The new 52,000‑square‑foot facility features laboratory spaces, cattle facilities and a genomics core to drive research that delivers control technologies for the U.S. livestock industry. Other on-site research opportunities will involve improved surveillance and trapping tools, novel insecticides and acaricides, enhanced pesticide delivery techniques for cattle and wildlife, sustainable treatments to prevent and mitigate outbreaks of invasive/quarantine arthropod species, improved approaches to combat pesticide resistance and insect genomics to identify pest vulnerabilities, said USDA.
The facility also houses two ARS research units: the Livestock Arthropod Pest Research Unit and the Veterinary Pest Genetics Research Unit. These units aim to improve the health, sustainability and profitability of U.S. livestock production and protect the U.S food supply from arthropod pests, including biting flies, ticks and the New World screwworm. On-site research aims to help eradicate other ticks and blood feeding flies that can harm, infect and kill cattle.

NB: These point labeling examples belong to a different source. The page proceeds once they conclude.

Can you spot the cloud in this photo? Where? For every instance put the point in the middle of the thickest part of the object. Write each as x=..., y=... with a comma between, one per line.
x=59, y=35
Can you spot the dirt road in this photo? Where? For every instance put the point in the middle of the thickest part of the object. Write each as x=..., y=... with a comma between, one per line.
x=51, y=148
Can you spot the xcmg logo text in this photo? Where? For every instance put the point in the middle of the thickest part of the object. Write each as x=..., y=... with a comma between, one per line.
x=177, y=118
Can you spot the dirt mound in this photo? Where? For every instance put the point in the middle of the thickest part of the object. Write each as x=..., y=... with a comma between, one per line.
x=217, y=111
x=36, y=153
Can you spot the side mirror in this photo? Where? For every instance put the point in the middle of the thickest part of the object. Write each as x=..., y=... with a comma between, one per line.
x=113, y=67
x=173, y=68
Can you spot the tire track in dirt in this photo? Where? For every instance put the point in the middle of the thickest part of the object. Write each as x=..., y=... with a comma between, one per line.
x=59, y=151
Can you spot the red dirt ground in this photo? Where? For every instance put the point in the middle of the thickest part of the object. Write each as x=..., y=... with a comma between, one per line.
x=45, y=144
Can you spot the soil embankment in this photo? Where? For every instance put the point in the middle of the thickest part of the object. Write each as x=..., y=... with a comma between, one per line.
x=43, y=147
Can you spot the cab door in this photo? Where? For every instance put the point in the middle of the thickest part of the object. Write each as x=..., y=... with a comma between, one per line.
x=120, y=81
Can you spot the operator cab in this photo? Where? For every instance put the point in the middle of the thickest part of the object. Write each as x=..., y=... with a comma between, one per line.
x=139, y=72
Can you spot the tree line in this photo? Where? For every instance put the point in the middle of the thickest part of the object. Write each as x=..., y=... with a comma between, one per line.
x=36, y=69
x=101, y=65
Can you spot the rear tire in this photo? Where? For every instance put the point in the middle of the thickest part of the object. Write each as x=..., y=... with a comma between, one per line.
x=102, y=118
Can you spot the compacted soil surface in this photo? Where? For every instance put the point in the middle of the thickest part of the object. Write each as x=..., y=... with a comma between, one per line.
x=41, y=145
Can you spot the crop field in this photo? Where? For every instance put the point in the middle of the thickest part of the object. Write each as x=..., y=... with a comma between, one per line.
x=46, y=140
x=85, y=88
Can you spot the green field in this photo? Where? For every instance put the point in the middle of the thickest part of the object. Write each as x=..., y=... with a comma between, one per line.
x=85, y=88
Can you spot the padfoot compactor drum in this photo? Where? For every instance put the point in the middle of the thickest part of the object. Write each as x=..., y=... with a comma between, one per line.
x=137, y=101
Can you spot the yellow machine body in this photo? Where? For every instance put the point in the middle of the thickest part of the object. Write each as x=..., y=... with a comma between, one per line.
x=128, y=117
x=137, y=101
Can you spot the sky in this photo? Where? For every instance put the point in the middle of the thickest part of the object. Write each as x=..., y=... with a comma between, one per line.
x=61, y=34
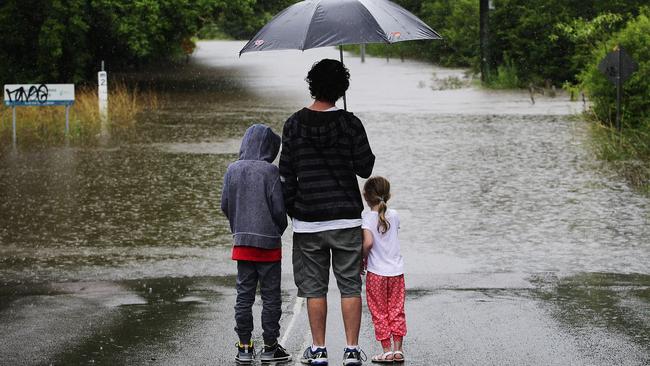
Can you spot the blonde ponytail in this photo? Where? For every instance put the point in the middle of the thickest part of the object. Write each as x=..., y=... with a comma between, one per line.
x=376, y=191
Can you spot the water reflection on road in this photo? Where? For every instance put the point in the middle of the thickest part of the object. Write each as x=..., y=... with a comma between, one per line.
x=503, y=207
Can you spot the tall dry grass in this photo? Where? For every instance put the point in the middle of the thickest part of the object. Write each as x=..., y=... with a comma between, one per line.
x=46, y=125
x=628, y=151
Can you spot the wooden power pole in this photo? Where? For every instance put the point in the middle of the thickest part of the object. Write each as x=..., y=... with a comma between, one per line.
x=484, y=10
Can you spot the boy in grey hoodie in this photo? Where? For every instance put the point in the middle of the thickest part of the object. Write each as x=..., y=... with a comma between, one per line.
x=253, y=203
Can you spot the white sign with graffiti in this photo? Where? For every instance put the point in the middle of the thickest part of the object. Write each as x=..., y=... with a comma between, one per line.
x=38, y=94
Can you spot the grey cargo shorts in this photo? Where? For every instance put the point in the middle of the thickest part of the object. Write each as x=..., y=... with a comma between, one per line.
x=311, y=261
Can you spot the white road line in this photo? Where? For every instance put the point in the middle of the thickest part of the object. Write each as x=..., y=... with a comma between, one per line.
x=297, y=307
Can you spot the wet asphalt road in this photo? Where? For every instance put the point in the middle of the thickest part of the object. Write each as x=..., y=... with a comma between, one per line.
x=520, y=248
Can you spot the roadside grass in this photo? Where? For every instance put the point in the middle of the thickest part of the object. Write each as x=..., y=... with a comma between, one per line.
x=628, y=151
x=46, y=125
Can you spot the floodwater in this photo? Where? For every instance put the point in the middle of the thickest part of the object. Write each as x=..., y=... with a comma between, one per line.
x=520, y=247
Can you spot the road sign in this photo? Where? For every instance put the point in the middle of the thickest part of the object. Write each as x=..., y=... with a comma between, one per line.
x=38, y=94
x=613, y=67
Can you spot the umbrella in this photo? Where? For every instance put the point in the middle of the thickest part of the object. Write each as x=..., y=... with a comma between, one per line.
x=321, y=23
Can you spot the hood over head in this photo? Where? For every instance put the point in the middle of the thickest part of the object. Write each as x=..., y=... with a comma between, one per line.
x=260, y=143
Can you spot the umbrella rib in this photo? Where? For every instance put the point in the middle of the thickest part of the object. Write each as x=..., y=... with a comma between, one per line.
x=311, y=21
x=363, y=3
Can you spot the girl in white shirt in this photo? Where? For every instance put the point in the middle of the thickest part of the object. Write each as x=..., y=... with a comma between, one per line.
x=385, y=288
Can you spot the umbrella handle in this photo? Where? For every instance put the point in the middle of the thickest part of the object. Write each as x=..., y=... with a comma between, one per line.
x=345, y=102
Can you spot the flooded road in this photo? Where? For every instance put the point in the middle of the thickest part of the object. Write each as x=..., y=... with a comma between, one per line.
x=520, y=247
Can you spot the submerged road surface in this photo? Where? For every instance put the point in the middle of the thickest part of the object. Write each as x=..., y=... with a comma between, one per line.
x=520, y=248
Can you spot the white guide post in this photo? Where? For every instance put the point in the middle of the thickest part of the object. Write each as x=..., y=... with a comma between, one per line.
x=102, y=93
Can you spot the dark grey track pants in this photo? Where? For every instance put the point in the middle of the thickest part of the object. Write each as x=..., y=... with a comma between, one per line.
x=268, y=275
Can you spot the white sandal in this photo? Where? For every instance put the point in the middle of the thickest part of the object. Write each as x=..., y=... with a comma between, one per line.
x=382, y=358
x=398, y=360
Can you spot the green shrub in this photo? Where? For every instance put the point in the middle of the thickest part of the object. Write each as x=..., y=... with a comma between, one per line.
x=635, y=39
x=505, y=77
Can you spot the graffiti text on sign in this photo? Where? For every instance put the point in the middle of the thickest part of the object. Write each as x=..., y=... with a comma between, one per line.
x=33, y=94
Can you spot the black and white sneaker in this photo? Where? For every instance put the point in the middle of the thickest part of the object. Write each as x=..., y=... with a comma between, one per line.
x=245, y=353
x=353, y=357
x=317, y=357
x=275, y=353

“This new laboratory will equip our researchers with advanced tools to combat the most destructive invasive insects already impacting the United States, as well as those posing future threats at our borders,” said ARS Administrator Joon Park. “The important ARS research conducted here in Kerrville will continue to play a vital role in protecting and strengthening the future of the U.S. cattle industry.”
For 80 years, research has been completed at previous ARS laboratory facilities in the Kerrville area, said USDA. This includes:
- Research on the biology of control of New World screwworm that led to its eradication from the U.S. in the 1970s.
- Development and evaluation of novel pesticides like macrocyclic lactones for controlling biting flies and ticks on cattle and wildlife.
- Sequencing the genome of more than 25 livestock arthropod pest species.
The laboratory is named after two influential USDA researchers: Drs. Edward F. Knipling and Raymond C. Bushland.
In 1937, Knipling first developed the theory that screwworms could be controlled using the sterile male technique. In the early 1950s, Bushland successfully demonstrated that the theory worked and that viable sterile male screwworms could be produced and used to control screwworm populations. This biocontrol technique, known as sterile insect technique (SIT), became the keystone component of the strategy that eventually led to the eradication of the screwworm from the U.S., Mexico and Central America, said USDA.
Nearly 80 years later, SIT is still being employed to fight New World screwworm in Mexico and Central America in an effort to keep the insect from reestablishing itself in the U.S.
“The brand new Knipling-Bushland U.S. Livestock Insects Research Laboratory will allow us to research and find new active measures to keep current and future threats away from our borders,” said U.S. Secretary of Agriculture Brooke L. Rollins. “We have taken extraordinary actions to keep New World screwworm out of the United States, and this lab will help us accelerate our offensive efforts to drive this pest further away from our borders.”